The Ring of Fire is home to expansive deposits of these metals and is ideally located near downstream markets, presenting a once-in-a-generation opportunity to transform Canada into a critical metals powerhouse.
Only Wyloo Metals’ offer provides shareholders with the opportunity to share in that journey.
There are four aspects of the Wyloo Offer that make it superior to the offer made by BHP Western Mining Resources International Pty Ltd (“BHP”):
The underlying mineral value of the Ring of Fire is immense and, when developed, will support a multi-generational, critical metal mining district.
Rather than forcing an all-or-nothing outcome upon Noront shareholders, the Wyloo Offer is a flexible proposal that allows shareholders to elect their preferred level of retained exposure to the immense future value of the Ring of Fire, while also providing an option to crystallize immediate cash value.
The Noront Board of Directors has unanimously determined that the Wyloo Offer is superior.

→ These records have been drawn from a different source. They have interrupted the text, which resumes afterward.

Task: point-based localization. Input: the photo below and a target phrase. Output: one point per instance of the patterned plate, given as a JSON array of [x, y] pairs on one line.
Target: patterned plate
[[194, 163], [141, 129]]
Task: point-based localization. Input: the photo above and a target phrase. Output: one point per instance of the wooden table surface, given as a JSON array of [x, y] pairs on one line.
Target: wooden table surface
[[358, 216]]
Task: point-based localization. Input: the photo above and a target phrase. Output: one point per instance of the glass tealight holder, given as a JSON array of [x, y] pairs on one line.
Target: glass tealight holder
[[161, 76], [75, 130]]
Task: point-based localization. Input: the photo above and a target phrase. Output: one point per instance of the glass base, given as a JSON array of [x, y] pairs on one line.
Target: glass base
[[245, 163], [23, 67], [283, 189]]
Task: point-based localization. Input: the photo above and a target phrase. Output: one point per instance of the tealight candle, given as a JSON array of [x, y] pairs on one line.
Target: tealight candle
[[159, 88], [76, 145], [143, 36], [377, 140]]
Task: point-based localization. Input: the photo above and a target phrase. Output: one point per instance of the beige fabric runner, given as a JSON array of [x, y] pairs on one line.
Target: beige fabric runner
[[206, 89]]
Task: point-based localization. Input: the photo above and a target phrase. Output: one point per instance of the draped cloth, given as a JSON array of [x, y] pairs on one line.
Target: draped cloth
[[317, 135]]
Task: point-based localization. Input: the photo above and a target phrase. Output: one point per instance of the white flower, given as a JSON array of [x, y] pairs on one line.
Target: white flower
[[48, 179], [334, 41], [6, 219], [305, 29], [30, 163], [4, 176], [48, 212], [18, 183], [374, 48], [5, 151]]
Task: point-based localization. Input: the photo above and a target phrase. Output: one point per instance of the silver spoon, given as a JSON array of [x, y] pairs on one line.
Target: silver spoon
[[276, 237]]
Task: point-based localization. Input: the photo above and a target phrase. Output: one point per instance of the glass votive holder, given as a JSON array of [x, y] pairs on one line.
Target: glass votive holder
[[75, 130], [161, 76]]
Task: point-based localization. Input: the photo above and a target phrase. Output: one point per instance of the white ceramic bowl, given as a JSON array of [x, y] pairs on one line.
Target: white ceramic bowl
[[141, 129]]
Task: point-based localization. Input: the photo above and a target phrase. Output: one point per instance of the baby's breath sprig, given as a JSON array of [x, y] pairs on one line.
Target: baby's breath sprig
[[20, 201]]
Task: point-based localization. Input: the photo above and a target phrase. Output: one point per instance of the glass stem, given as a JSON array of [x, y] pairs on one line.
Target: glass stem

Consideration of Cdn$0.70 in cash per share represents a 192% premium to Noront’s unaffected closing price on May 21, 2021 and a 27% premium to the BHP offer of Cdn$0.55 in cash per share.
Noront shareholders holding an aggregate of 10.3% of Noront’s common shares on a fully diluted basis, including certain Noront directors and senior management, will enter into lock-up agreements under which they agree to vote in support of the Plan of Arrangement. Together with Wyloo Metals, holders of 45.7% of Noront’s common shares on a fully diluted basis are supportive of the Wyloo Offer.
Wyloo Metals does not intend to support any alternate offers for Noront. Without the support of Wyloo Metals’ 37.2% direct interest in Noront, a competing plan of arrangement cannot be successful and a competing take-over bid will be unlikely to meet any minimum tender condition.
Noront will be revitalized under the leadership of a new Board of Directors, featuring some of the world’s most experienced mining leaders who are committed to deliver Noront’s true potential to its shareholders.
Wyloo Metals is the only bidder that can deliver this unique combination of benefits to Noront shareholders.
“The Ring of Fire is a long-term mining district with a present-day value that is impossible to accurately quantify. Only the Wyloo Offer can provide Noront shareholders with comfort in the knowledge that they have received sufficient optionality and value for their ownership of Canada’s next great mineral hub.”
Luca Giacovazzi, Head of Wyloo Metals
Completion of the Wyloo Offer is expected to occur in December 2021. The Wyloo Offer is subject to BHP’s right to match period of 5 business days.
Wyloo Metals has engaged Maxit Capital LP to act as its financial advisor and McCarthy Tétrault LLP to act as its legal advisor. Shorecrest Group has also been engaged to act as Wyloo Metals’ strategic communications advisor and proxy solicitation and information agent.